DRAGEN Germline Small Variant Caller

The DRAGEN Germline Small Variant Caller takes mapped and aligned DNA reads as input and calls SNPs and indels through a combination of column-wise detection and local de novo assembly of haplotypes.

Callable reference regions are first identified with sufficient alignment coverage. Within these reference regions, a fast scan of the sorted reads identifies active regions, centered around pileup columns with evidence of a variant. The active regions are padded with enough context to cover significant, nonreference content nearby and padded even more where there is evidence of indels.

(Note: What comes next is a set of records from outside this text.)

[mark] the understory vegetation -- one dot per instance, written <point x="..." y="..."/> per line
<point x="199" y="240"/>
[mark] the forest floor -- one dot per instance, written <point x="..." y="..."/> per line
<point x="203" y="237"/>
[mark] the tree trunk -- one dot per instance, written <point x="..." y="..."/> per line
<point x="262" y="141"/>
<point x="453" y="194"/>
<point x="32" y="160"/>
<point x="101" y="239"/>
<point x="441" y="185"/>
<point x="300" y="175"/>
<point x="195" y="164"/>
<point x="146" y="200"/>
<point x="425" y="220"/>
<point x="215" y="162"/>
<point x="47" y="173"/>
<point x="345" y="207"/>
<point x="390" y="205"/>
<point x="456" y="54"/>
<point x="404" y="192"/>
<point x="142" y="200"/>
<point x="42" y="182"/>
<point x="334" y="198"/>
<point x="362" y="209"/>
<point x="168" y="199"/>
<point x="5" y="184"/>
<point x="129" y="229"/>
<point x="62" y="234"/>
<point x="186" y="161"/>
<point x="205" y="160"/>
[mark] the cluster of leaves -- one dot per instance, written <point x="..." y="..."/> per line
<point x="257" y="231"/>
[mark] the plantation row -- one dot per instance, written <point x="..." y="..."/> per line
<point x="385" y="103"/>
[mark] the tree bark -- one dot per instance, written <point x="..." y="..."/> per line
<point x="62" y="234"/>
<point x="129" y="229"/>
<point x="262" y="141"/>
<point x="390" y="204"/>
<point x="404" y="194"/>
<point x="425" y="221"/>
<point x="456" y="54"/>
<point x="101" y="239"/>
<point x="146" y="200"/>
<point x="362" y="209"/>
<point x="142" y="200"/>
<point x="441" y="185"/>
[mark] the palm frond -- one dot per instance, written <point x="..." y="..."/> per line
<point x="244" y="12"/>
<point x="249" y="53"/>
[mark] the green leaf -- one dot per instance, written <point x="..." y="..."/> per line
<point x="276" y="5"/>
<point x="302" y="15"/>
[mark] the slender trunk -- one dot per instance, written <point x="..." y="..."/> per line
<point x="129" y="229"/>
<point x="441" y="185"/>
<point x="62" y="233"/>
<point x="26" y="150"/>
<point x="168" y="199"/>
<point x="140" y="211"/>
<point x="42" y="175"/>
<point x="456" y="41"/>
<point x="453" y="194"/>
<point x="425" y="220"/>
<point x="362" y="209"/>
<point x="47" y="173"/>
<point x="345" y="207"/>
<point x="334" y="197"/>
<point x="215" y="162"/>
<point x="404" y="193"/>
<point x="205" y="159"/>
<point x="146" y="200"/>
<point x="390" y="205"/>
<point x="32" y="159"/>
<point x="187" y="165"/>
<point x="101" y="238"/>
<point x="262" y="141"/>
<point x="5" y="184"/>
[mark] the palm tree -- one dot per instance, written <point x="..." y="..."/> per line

Aligned reads are clipped within each active region and assembled into a De Bruijn graph. The edges of the clipped reads are weighted by observation counts, with the reference sequence as a backbone. After some graph cleanup and simplification, all source-to-sink paths are extracted as candidate haplotypes. Each haplotype is Smith-Waterman aligned to the reference genome to identify the variants it represents. This set of events may be augmented by a position-based detection. For each read-haplotype pair, the probability P(r|H) of observing the read assuming the haplotype is the true starting sample is estimated using a pair hidden Markov model (HMM).

Scanning by reference position over the active region, candidate genotypes are formed from diploid combinations of variant events (SNPs or indels). For each event (including reference), the conditional probability P(r|e) of observing each overlapping read is estimated as the maximum P(r|H) for haplotypes supporting the event. These are combined into the conditional probability P(r|e1e2) for a genotype (event pair) and multiplied to yield the conditional probability P(R|e1e2) of observing the whole read pileup. Using Bayes’ Formula, the posterior probability P(e1e2|R) of each diploid genotype is calculated, and the winner is called.

In the GVCF mode used for scalable multisample variant calling, the DRAGEN Germline Small Variant Caller can be run per-sample to generate an intermediate genomic gVCF (gVCF). The gVCF can then be used for efficient joint genotyping of multiple samples which allows for the rapid incremental processing of samples and scaling to large cohort sizes.

Because the DRAGEN Germline Small Variant Caller has algorithms that make it able to efficiently distinguish correlated errors from true variants, the filtering rules are very simple.